Stuart Robert admits publicly defending robodebt debacle despite personal misgivings

The former government services minister Stuart Robert has told a royal commission into the robodebt scandal his department secretary withheld key legal advice from him, rejecting claims he didn’t take the solicitor general’s opinion seriously.

Fronting the inquiry on Thursday, the Coalition frontbencher also denied vowing to “double down” on the program after Renee Leon told him he should heed the solicitor general’s advice by ceasing the program and apologising to the public.

Robert also admitted making several comments on the scheme throughout 2019 that he personally believed were false, defending himself by saying he was bound by cabinet solidarity.

After telling the commission he had a “massive personal misgiving” about the use of “income averaging” by the middle of 2019, Robert was shown media appearances in which he confidently defended the practice.

Asked several times why he had made comments which he believed at the time were false, Robert told the commissioner, Catherine Holmes AC SC, he had been bound by cabinet solidarity.

“As a dutiful cabinet minister, ma’am, that’s what we do,” Robert said.

Holmes replied: “Misrepresent things to the Australian public?”

Robert said he wouldn’t “put it that way”, adding though he had doubts about income averaging at this time, the position hadn’t been confirmed by the solicitor general.

Robert’s appearance at the high-profile inquiry came after explosive claims about his role in a legal challenge to robodebt in 2019.

One witness, the DHS chief counsel, Timothy Ffrench, told the inquiry Robert had dismissed the solicitor general’s damning advice on robodebt as only an “opinion”, a recollection corroborated by the then DHS secretary Renee Leon with a handwritten note.

But Robert offered a version of events entirely at odds with the claims of his public servants on Thursday, telling the commission Leon and Ffrench had withheld several key legal advices from him, which had stymied his attempts to stop the program.

Robert said he had sought and “wanted” the solicitor general’s advice after developing misgivings about income averaging.

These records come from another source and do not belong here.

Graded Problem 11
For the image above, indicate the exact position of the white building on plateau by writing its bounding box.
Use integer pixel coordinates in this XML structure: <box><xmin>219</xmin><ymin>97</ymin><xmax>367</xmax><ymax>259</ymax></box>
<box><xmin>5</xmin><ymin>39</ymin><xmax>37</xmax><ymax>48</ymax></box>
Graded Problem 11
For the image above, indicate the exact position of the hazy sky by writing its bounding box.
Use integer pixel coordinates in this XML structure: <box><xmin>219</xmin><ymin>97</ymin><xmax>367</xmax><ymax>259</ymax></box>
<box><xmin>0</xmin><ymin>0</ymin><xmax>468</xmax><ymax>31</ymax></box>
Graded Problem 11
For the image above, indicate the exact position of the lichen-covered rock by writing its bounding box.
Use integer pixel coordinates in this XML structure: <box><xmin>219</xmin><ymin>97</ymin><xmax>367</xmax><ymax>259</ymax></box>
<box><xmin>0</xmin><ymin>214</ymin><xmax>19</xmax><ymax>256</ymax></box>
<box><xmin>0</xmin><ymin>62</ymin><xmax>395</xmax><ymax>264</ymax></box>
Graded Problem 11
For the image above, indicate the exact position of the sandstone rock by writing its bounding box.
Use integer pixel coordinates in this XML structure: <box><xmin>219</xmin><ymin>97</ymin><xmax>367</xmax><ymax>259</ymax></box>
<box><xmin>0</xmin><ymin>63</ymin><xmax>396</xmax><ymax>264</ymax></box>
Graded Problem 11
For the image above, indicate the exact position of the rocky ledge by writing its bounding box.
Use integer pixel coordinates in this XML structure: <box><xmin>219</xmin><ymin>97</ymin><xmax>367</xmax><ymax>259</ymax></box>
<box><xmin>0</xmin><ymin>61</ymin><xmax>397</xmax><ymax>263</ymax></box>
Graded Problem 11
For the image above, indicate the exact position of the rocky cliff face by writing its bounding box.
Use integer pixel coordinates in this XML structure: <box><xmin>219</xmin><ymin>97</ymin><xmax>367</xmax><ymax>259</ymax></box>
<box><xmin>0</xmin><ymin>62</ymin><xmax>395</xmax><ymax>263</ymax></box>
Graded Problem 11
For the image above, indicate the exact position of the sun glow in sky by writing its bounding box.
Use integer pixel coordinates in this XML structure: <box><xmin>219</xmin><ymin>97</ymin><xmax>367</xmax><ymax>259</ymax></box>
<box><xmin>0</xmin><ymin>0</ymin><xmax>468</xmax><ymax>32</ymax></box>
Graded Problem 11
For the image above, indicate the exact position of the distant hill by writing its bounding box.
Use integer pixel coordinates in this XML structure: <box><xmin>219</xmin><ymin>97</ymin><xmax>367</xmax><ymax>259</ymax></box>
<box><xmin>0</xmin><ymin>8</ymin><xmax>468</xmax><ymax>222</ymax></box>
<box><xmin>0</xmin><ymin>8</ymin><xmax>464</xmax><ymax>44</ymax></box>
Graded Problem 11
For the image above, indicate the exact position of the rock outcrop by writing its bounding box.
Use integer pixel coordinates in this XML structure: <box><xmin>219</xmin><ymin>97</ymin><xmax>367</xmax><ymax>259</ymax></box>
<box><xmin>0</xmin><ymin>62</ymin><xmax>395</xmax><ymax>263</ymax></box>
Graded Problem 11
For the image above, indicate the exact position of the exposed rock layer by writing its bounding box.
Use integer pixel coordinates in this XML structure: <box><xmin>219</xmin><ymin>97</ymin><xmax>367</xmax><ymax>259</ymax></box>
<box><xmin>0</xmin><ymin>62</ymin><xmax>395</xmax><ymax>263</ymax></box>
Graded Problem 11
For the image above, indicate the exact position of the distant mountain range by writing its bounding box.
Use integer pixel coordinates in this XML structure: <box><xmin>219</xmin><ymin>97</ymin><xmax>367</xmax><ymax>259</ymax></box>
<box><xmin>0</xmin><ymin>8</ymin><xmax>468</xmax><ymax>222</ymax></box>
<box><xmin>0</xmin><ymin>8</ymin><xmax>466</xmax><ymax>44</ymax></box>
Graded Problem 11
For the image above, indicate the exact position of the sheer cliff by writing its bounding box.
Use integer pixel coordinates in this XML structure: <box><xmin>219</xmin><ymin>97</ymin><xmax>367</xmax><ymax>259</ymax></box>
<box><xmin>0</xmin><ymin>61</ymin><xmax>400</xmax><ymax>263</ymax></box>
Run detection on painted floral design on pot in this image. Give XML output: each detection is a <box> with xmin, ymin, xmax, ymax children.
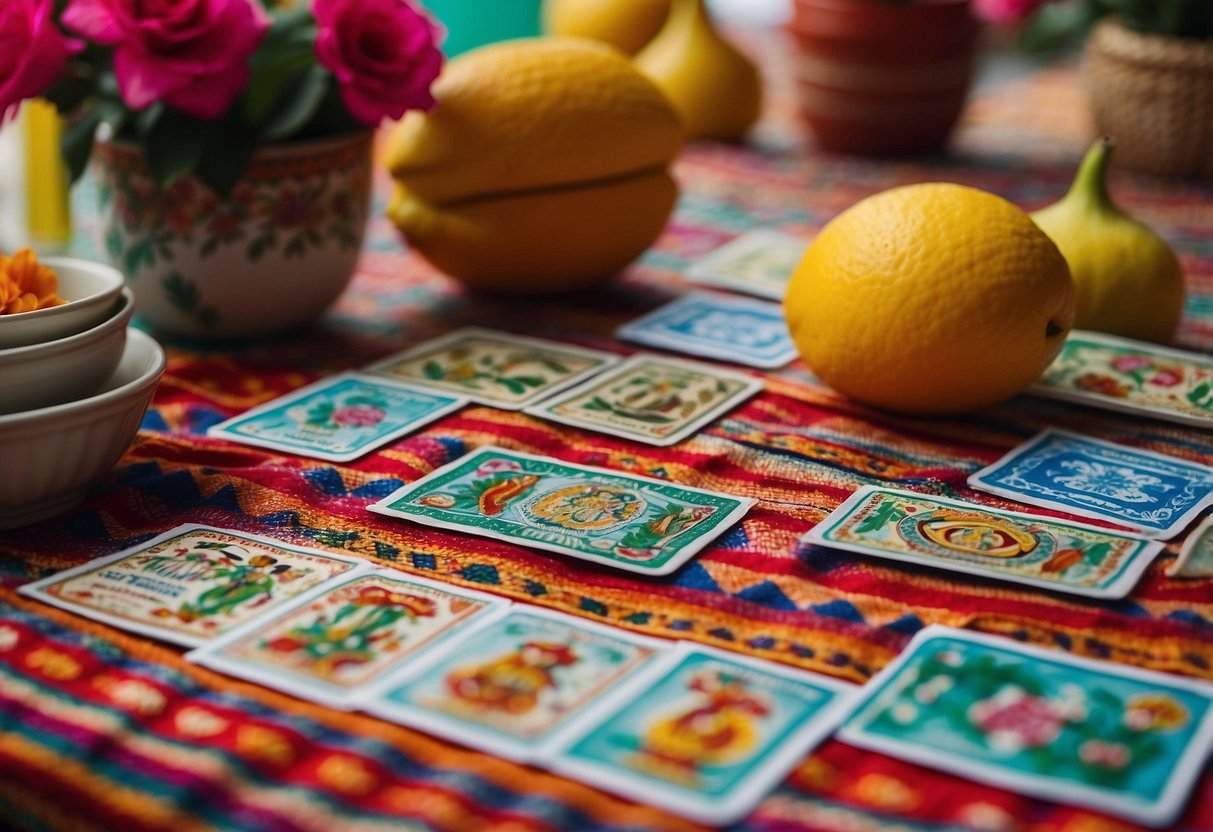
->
<box><xmin>92</xmin><ymin>132</ymin><xmax>372</xmax><ymax>340</ymax></box>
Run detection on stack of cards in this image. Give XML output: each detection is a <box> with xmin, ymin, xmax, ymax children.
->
<box><xmin>369</xmin><ymin>446</ymin><xmax>754</xmax><ymax>575</ymax></box>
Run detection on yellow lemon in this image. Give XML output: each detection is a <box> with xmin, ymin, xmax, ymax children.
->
<box><xmin>543</xmin><ymin>0</ymin><xmax>670</xmax><ymax>55</ymax></box>
<box><xmin>784</xmin><ymin>183</ymin><xmax>1075</xmax><ymax>414</ymax></box>
<box><xmin>387</xmin><ymin>38</ymin><xmax>683</xmax><ymax>294</ymax></box>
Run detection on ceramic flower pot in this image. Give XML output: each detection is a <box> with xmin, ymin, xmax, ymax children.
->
<box><xmin>787</xmin><ymin>0</ymin><xmax>980</xmax><ymax>155</ymax></box>
<box><xmin>92</xmin><ymin>132</ymin><xmax>372</xmax><ymax>340</ymax></box>
<box><xmin>1083</xmin><ymin>19</ymin><xmax>1213</xmax><ymax>179</ymax></box>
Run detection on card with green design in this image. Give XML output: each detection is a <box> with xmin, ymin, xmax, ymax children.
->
<box><xmin>687</xmin><ymin>229</ymin><xmax>809</xmax><ymax>301</ymax></box>
<box><xmin>366</xmin><ymin>326</ymin><xmax>620</xmax><ymax>410</ymax></box>
<box><xmin>206</xmin><ymin>372</ymin><xmax>467</xmax><ymax>462</ymax></box>
<box><xmin>18</xmin><ymin>523</ymin><xmax>365</xmax><ymax>646</ymax></box>
<box><xmin>1030</xmin><ymin>330</ymin><xmax>1213</xmax><ymax>428</ymax></box>
<box><xmin>838</xmin><ymin>625</ymin><xmax>1213</xmax><ymax>826</ymax></box>
<box><xmin>186</xmin><ymin>570</ymin><xmax>509</xmax><ymax>708</ymax></box>
<box><xmin>802</xmin><ymin>485</ymin><xmax>1162</xmax><ymax>598</ymax></box>
<box><xmin>358</xmin><ymin>606</ymin><xmax>665</xmax><ymax>762</ymax></box>
<box><xmin>552</xmin><ymin>643</ymin><xmax>854</xmax><ymax>826</ymax></box>
<box><xmin>368</xmin><ymin>446</ymin><xmax>754</xmax><ymax>575</ymax></box>
<box><xmin>526</xmin><ymin>355</ymin><xmax>763</xmax><ymax>446</ymax></box>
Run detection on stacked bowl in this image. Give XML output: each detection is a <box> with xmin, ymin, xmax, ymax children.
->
<box><xmin>0</xmin><ymin>258</ymin><xmax>165</xmax><ymax>529</ymax></box>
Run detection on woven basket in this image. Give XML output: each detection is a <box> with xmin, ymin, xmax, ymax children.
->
<box><xmin>1084</xmin><ymin>21</ymin><xmax>1213</xmax><ymax>179</ymax></box>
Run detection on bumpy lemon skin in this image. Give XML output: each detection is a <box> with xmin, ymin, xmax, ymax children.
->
<box><xmin>386</xmin><ymin>38</ymin><xmax>684</xmax><ymax>295</ymax></box>
<box><xmin>785</xmin><ymin>183</ymin><xmax>1075</xmax><ymax>415</ymax></box>
<box><xmin>388</xmin><ymin>171</ymin><xmax>678</xmax><ymax>295</ymax></box>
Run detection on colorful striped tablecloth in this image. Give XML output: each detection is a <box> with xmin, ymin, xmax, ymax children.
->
<box><xmin>0</xmin><ymin>35</ymin><xmax>1213</xmax><ymax>832</ymax></box>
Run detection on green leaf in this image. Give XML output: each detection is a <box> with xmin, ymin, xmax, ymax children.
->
<box><xmin>194</xmin><ymin>125</ymin><xmax>257</xmax><ymax>196</ymax></box>
<box><xmin>143</xmin><ymin>108</ymin><xmax>211</xmax><ymax>189</ymax></box>
<box><xmin>59</xmin><ymin>110</ymin><xmax>101</xmax><ymax>182</ymax></box>
<box><xmin>261</xmin><ymin>64</ymin><xmax>332</xmax><ymax>142</ymax></box>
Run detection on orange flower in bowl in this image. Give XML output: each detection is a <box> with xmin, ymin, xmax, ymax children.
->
<box><xmin>0</xmin><ymin>249</ymin><xmax>67</xmax><ymax>314</ymax></box>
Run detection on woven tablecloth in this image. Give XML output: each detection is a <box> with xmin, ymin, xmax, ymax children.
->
<box><xmin>0</xmin><ymin>34</ymin><xmax>1213</xmax><ymax>832</ymax></box>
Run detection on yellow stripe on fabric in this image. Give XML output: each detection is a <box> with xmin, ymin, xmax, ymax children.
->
<box><xmin>0</xmin><ymin>588</ymin><xmax>702</xmax><ymax>832</ymax></box>
<box><xmin>0</xmin><ymin>727</ymin><xmax>209</xmax><ymax>832</ymax></box>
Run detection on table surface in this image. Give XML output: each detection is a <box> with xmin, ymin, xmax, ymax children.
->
<box><xmin>7</xmin><ymin>30</ymin><xmax>1213</xmax><ymax>832</ymax></box>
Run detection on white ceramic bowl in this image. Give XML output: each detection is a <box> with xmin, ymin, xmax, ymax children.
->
<box><xmin>0</xmin><ymin>329</ymin><xmax>165</xmax><ymax>529</ymax></box>
<box><xmin>0</xmin><ymin>257</ymin><xmax>126</xmax><ymax>349</ymax></box>
<box><xmin>0</xmin><ymin>289</ymin><xmax>135</xmax><ymax>414</ymax></box>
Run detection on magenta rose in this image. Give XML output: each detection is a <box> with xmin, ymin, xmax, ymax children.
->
<box><xmin>312</xmin><ymin>0</ymin><xmax>443</xmax><ymax>127</ymax></box>
<box><xmin>973</xmin><ymin>0</ymin><xmax>1048</xmax><ymax>24</ymax></box>
<box><xmin>0</xmin><ymin>0</ymin><xmax>82</xmax><ymax>119</ymax></box>
<box><xmin>63</xmin><ymin>0</ymin><xmax>269</xmax><ymax>119</ymax></box>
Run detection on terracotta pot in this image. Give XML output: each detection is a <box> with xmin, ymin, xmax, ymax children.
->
<box><xmin>92</xmin><ymin>131</ymin><xmax>372</xmax><ymax>341</ymax></box>
<box><xmin>1083</xmin><ymin>21</ymin><xmax>1213</xmax><ymax>179</ymax></box>
<box><xmin>787</xmin><ymin>0</ymin><xmax>980</xmax><ymax>155</ymax></box>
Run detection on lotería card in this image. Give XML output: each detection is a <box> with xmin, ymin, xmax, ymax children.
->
<box><xmin>968</xmin><ymin>428</ymin><xmax>1213</xmax><ymax>540</ymax></box>
<box><xmin>206</xmin><ymin>372</ymin><xmax>467</xmax><ymax>462</ymax></box>
<box><xmin>366</xmin><ymin>326</ymin><xmax>620</xmax><ymax>410</ymax></box>
<box><xmin>838</xmin><ymin>625</ymin><xmax>1213</xmax><ymax>826</ymax></box>
<box><xmin>368</xmin><ymin>446</ymin><xmax>754</xmax><ymax>575</ymax></box>
<box><xmin>802</xmin><ymin>485</ymin><xmax>1162</xmax><ymax>598</ymax></box>
<box><xmin>19</xmin><ymin>524</ymin><xmax>363</xmax><ymax>646</ymax></box>
<box><xmin>526</xmin><ymin>355</ymin><xmax>763</xmax><ymax>446</ymax></box>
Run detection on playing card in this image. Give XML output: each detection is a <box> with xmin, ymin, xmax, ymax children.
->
<box><xmin>526</xmin><ymin>355</ymin><xmax>763</xmax><ymax>445</ymax></box>
<box><xmin>1167</xmin><ymin>515</ymin><xmax>1213</xmax><ymax>577</ymax></box>
<box><xmin>802</xmin><ymin>485</ymin><xmax>1162</xmax><ymax>598</ymax></box>
<box><xmin>358</xmin><ymin>606</ymin><xmax>665</xmax><ymax>760</ymax></box>
<box><xmin>838</xmin><ymin>625</ymin><xmax>1213</xmax><ymax>826</ymax></box>
<box><xmin>615</xmin><ymin>292</ymin><xmax>796</xmax><ymax>370</ymax></box>
<box><xmin>968</xmin><ymin>428</ymin><xmax>1213</xmax><ymax>540</ymax></box>
<box><xmin>1030</xmin><ymin>330</ymin><xmax>1213</xmax><ymax>428</ymax></box>
<box><xmin>206</xmin><ymin>372</ymin><xmax>467</xmax><ymax>462</ymax></box>
<box><xmin>366</xmin><ymin>326</ymin><xmax>620</xmax><ymax>410</ymax></box>
<box><xmin>368</xmin><ymin>446</ymin><xmax>754</xmax><ymax>575</ymax></box>
<box><xmin>687</xmin><ymin>229</ymin><xmax>809</xmax><ymax>301</ymax></box>
<box><xmin>186</xmin><ymin>570</ymin><xmax>508</xmax><ymax>708</ymax></box>
<box><xmin>19</xmin><ymin>524</ymin><xmax>363</xmax><ymax>646</ymax></box>
<box><xmin>552</xmin><ymin>643</ymin><xmax>853</xmax><ymax>826</ymax></box>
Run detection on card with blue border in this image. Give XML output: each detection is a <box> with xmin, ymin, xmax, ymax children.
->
<box><xmin>615</xmin><ymin>292</ymin><xmax>797</xmax><ymax>370</ymax></box>
<box><xmin>206</xmin><ymin>372</ymin><xmax>467</xmax><ymax>462</ymax></box>
<box><xmin>968</xmin><ymin>428</ymin><xmax>1213</xmax><ymax>540</ymax></box>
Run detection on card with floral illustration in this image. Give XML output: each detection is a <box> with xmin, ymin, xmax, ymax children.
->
<box><xmin>186</xmin><ymin>570</ymin><xmax>509</xmax><ymax>710</ymax></box>
<box><xmin>615</xmin><ymin>292</ymin><xmax>797</xmax><ymax>370</ymax></box>
<box><xmin>368</xmin><ymin>446</ymin><xmax>754</xmax><ymax>575</ymax></box>
<box><xmin>358</xmin><ymin>606</ymin><xmax>665</xmax><ymax>760</ymax></box>
<box><xmin>206</xmin><ymin>372</ymin><xmax>467</xmax><ymax>462</ymax></box>
<box><xmin>838</xmin><ymin>625</ymin><xmax>1213</xmax><ymax>826</ymax></box>
<box><xmin>802</xmin><ymin>485</ymin><xmax>1162</xmax><ymax>598</ymax></box>
<box><xmin>18</xmin><ymin>524</ymin><xmax>363</xmax><ymax>646</ymax></box>
<box><xmin>1030</xmin><ymin>330</ymin><xmax>1213</xmax><ymax>428</ymax></box>
<box><xmin>526</xmin><ymin>355</ymin><xmax>763</xmax><ymax>446</ymax></box>
<box><xmin>1167</xmin><ymin>515</ymin><xmax>1213</xmax><ymax>577</ymax></box>
<box><xmin>687</xmin><ymin>228</ymin><xmax>809</xmax><ymax>301</ymax></box>
<box><xmin>366</xmin><ymin>326</ymin><xmax>620</xmax><ymax>410</ymax></box>
<box><xmin>552</xmin><ymin>642</ymin><xmax>855</xmax><ymax>826</ymax></box>
<box><xmin>968</xmin><ymin>428</ymin><xmax>1213</xmax><ymax>540</ymax></box>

He denied receiving a verbal briefing in July 2019 on an earlier legal opinion, contradicting Ffrench’s claim he had brought a hard copy of the Australian government solicitor’s advice and spoken to it.

Robert pointed to the fact that he’d received several briefs on the robodebt scheme during 2019, and none informed him of a March 2019 AGS opinion of the Australian government solicitor that the scheme was likely to be unlawful.

Robert said the fact it had not been given to him in writing was “simply unconscionable”.

“I don’t recall it being briefed orally,” he added. “But if the department had said here is the AGS opinion and it says that averaging is unlawful, I would have grabbed it and acted on it.”

Robert told the commission it was an offence for secretaries to withhold advice from their minister.

He accused Leon specifically and the department broadly of also “sitting on” the solicitor general’s opinion, which it received in September 2019, but was not provided to him until around seven weeks later.

Rejecting Leon’s version, Robert not only denied claims of verbal briefings but said the evidence showed when the solicitor general’s opinion was finally provided to him in November 2019, he acted.

“My department had it for seven or eight weeks,” Robert said. “I had it for two hours before I walked into the prime minister’s office, unannounced, put it down and said, ‘We need to stop these things.’”

Concerned about a possible leak, Leon told the inquiry the solicitor general’s opinion had been closely guarded but was first briefed to Robert orally in late October. She and Ffrench said officials then prepared a brief for Robert in early November to counter his alleged perception that “legal advice is just advice”.

Robert rejected that “completely in the strongest possible terms”.

He also said it was also “farcical” that he told Leon in November that the government would “double down” on the scheme.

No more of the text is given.